The Maitland component of the Slow Food Movement has quickened its pace to take centre stage at the city’s annual multicultural festival.
The Riverlights Multicultural Festival has partnered with Slow Food Hunter Valley to bring a host of interactive cooking demonstrations to next month’s event.
“Sharing food knowledge is one of the great benefits of living in a multicultural community,” Slow Food Hunter Valley leader Amorelle Dempster said.
“And we are proud to support the Riverlights Festival because it celebrates food and cultural diversity, promotes taste education and the sharing of knowledge.”
Founded by food activist Carlo Petrini in the small northern Italian town of Bra in 1986, the Slow Food movement’s initial aim was to support and defend good food, gastronomic pleasure and a slow pace of life.

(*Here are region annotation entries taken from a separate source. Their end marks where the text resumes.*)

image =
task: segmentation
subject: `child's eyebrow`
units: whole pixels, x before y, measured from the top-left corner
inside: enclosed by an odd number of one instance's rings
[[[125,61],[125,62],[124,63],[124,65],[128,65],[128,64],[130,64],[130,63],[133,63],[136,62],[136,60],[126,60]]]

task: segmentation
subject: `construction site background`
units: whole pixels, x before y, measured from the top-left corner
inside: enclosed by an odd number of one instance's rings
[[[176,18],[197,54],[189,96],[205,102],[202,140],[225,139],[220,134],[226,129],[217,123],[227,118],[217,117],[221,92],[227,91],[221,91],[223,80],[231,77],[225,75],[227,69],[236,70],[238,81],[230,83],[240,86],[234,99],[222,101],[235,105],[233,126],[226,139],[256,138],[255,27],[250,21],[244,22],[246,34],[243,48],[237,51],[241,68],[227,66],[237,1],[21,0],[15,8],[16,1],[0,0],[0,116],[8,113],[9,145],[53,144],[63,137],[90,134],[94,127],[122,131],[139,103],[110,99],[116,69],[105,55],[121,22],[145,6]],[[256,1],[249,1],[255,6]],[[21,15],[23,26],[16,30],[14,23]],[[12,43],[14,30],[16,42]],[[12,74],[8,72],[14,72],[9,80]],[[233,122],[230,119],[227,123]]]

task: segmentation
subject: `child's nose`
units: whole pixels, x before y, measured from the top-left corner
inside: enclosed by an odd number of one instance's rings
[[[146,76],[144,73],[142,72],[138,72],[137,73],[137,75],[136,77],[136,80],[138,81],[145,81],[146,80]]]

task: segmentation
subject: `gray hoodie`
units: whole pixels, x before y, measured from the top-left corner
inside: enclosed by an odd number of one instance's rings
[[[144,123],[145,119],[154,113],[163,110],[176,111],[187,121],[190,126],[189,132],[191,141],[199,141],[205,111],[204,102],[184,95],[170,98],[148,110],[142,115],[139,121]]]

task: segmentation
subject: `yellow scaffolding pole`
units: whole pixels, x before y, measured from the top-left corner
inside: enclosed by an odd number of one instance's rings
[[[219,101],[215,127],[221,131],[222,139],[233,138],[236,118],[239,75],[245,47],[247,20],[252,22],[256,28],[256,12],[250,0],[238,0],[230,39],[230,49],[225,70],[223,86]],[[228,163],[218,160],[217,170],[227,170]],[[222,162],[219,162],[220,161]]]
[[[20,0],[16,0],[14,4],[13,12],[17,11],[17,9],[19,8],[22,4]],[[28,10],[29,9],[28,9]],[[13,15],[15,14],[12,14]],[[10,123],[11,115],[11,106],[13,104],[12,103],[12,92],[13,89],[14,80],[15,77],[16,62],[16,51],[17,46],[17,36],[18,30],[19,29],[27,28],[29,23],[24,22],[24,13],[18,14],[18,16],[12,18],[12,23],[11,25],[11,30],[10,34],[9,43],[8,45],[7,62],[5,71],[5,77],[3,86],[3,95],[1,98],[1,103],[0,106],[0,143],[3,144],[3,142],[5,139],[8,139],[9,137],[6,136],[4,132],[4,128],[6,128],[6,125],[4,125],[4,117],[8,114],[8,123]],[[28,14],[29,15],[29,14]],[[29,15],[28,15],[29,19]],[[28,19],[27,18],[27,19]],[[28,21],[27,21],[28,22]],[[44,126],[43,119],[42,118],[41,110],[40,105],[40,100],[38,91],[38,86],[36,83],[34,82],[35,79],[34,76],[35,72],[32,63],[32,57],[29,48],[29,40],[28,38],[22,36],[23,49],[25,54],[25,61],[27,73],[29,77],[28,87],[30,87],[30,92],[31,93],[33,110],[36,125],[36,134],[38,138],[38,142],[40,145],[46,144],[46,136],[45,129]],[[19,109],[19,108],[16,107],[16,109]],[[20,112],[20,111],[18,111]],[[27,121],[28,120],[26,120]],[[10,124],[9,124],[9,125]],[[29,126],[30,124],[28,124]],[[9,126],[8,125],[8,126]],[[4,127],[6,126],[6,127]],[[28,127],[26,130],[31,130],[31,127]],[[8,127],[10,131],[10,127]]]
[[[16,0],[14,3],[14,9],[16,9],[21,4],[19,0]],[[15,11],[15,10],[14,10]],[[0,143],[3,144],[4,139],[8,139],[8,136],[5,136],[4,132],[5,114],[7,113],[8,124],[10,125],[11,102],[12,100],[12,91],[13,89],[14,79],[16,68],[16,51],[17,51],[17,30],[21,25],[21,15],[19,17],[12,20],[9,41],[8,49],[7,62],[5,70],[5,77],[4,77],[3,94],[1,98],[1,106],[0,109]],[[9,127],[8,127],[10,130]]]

The concept has since broadened its sights to embrace the quality of life and the survival of our planet but remains committed to protecting traditional and sustainable quality foods, primary ingredients, conserving methods of cultivations and processing and defending the biodiversity of cultivated and wild varieties.
As part of this year’s festival, community representatives from Korea, Germany, Japan, Sri Lanka and Northern India will make traditional dishes and demonstrations will be held in the community kitchen.
Festival goers will be able to sample Hungarian langosh, Jamaican jerk chicken, beef empanadas, Turkish gozeleme and Spanish churros.
“There is a great program planned for this year’s event, in addition to the cooking demonstrations there will be world music, dance and performance,” Maitland City Council’s community planner Johanna Whelan said.
“There will also be an opportunity to race a real dragon boat, dance in the lantern parade and watch the iconic night lantern flotilla down the Hunter River.”
The Riverlights Multicultural Festival will be held in the Riverside Car Park (also known as Galton’s Car Park) on Saturday, October 11, from 3pm until 10pm.